Nothing laughable about that. It's absolutely 100% true. That's why only 25% of developers are on a Mac. Outside of the Silicon Valley bubble that number goes way down.
> Fantastic opportunity for Linux apps to gain more dev resources, as anyone with a bit of foresight sees little future in macOS, iOS, Windows, or Android as development platforms.
Linux apps have steadily been gaining more dev resources. That's why we have big companies like Microsoft bending over backwards to make things like VS Code run on Linux or in Linux container tech.
> Developers do not dictate the success of a platform. Users do. And they don’t want Linux on the desktop.
Linux is on more systems than any other OS. Was that because of Users? Nope.
If Macs and iPhones disappeared tomorrow, the world would largely continue on without much hassle. If Linux or Windows disappeared, we'd have a worldwide catastrophe on our hands. Users never chose Windows either. Developers and the businesses that they worked for did.
The number of normies using Linux on the desktop isn't a good metric. There are as many devs on Linux as there are on a Mac. Of those, I'd say more than half are not even targetting iOS but rather the web. So, Apple is always just a few bad moves away from losing those web devs to a Linux desktop.
Developers embraced Windows over Mac, users followed. (Until iOS development made Mac's the default dev machine.) Developers embraced iOS and Android over Symbian and webOS.
Windows and Mac were great development platforms ten years ago, and iOS and Android were way better than the now-dead competition.
I wish we could drop it, but our Analytics disagree, sadly.
The problem is that they’d rather complain about systemd or reinvent the wheel in 10 different ways which in the end means their resources are spread thin and nothing gets done.
The most complete it has now are the Qt-based KDE frameworks, but those are natively C++, and many if not most developers are not going to want to have to deal with C++ no matter how many quality of life affordances are offered by Qt. Bindings exist, but are limited to a handful of languages and come with their own quirks.

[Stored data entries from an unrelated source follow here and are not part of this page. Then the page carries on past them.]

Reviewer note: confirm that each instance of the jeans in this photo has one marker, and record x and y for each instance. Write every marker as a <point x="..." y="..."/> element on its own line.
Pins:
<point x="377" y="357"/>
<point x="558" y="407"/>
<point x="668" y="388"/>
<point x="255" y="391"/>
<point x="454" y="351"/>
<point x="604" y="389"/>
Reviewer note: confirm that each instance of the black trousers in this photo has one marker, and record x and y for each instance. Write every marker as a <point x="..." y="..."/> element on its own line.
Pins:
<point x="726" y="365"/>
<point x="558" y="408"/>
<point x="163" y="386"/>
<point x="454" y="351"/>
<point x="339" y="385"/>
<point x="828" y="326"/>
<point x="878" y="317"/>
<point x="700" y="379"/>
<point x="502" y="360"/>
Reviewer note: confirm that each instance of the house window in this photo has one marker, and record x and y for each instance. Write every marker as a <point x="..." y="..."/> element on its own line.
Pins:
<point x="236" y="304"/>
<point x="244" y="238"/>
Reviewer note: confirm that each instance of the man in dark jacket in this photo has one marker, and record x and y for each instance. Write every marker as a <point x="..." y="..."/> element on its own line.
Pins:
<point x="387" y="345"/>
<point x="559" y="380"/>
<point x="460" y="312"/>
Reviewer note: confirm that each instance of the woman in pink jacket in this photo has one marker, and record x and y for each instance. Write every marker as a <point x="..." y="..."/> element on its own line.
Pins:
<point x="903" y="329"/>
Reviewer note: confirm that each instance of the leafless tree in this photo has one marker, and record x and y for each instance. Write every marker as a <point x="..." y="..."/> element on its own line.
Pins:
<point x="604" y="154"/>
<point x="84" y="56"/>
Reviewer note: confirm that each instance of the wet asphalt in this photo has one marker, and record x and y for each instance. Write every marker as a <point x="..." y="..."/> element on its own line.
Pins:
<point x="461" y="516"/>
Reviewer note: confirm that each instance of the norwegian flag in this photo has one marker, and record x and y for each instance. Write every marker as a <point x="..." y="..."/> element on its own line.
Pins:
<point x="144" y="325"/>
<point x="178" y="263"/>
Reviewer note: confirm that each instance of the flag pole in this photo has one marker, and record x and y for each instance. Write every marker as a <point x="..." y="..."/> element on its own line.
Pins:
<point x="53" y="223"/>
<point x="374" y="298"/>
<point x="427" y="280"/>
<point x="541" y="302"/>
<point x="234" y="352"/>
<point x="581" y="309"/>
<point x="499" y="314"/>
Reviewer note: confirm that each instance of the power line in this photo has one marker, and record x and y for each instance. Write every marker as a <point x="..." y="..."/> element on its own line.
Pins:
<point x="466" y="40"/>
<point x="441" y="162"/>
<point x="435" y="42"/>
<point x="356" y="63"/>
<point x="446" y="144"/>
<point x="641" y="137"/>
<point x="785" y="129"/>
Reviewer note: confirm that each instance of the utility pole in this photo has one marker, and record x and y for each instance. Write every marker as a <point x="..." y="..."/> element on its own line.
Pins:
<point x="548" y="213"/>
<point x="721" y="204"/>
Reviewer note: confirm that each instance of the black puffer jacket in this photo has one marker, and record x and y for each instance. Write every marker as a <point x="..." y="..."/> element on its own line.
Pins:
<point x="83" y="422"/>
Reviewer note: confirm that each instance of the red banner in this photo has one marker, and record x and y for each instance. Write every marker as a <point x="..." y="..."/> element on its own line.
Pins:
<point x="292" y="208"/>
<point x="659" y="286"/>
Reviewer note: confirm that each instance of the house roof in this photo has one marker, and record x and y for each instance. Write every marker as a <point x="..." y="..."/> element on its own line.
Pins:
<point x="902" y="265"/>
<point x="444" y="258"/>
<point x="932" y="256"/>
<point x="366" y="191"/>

GTK is much better from a bindings standpoint, but isn't as complete as the KDE frameworks meaning devs have to bring a lot of their own stuff, plus GTK devs are subjected to new releases pulling the rug out from under them with new versions.
What I'd really like to see is an equivalent to AppKit, which includes practically everything needed for the most app (reducing dependencies to a minimum) and is C-accessible making it reasonable to write bindings for other languages for.
Probably not, but it sometimes feels like it.
This is weird.
I'd say they're probably one of the most developer hostile companies. The only way the look friendly is in comparison with Nintendo.
Currently I'm annoyed by a long known bug that requires to manually confirm 50+ popups with username and password whenever signing an iOS App...
How much time should I expect to budget for the initial signing/notarizing/submission process?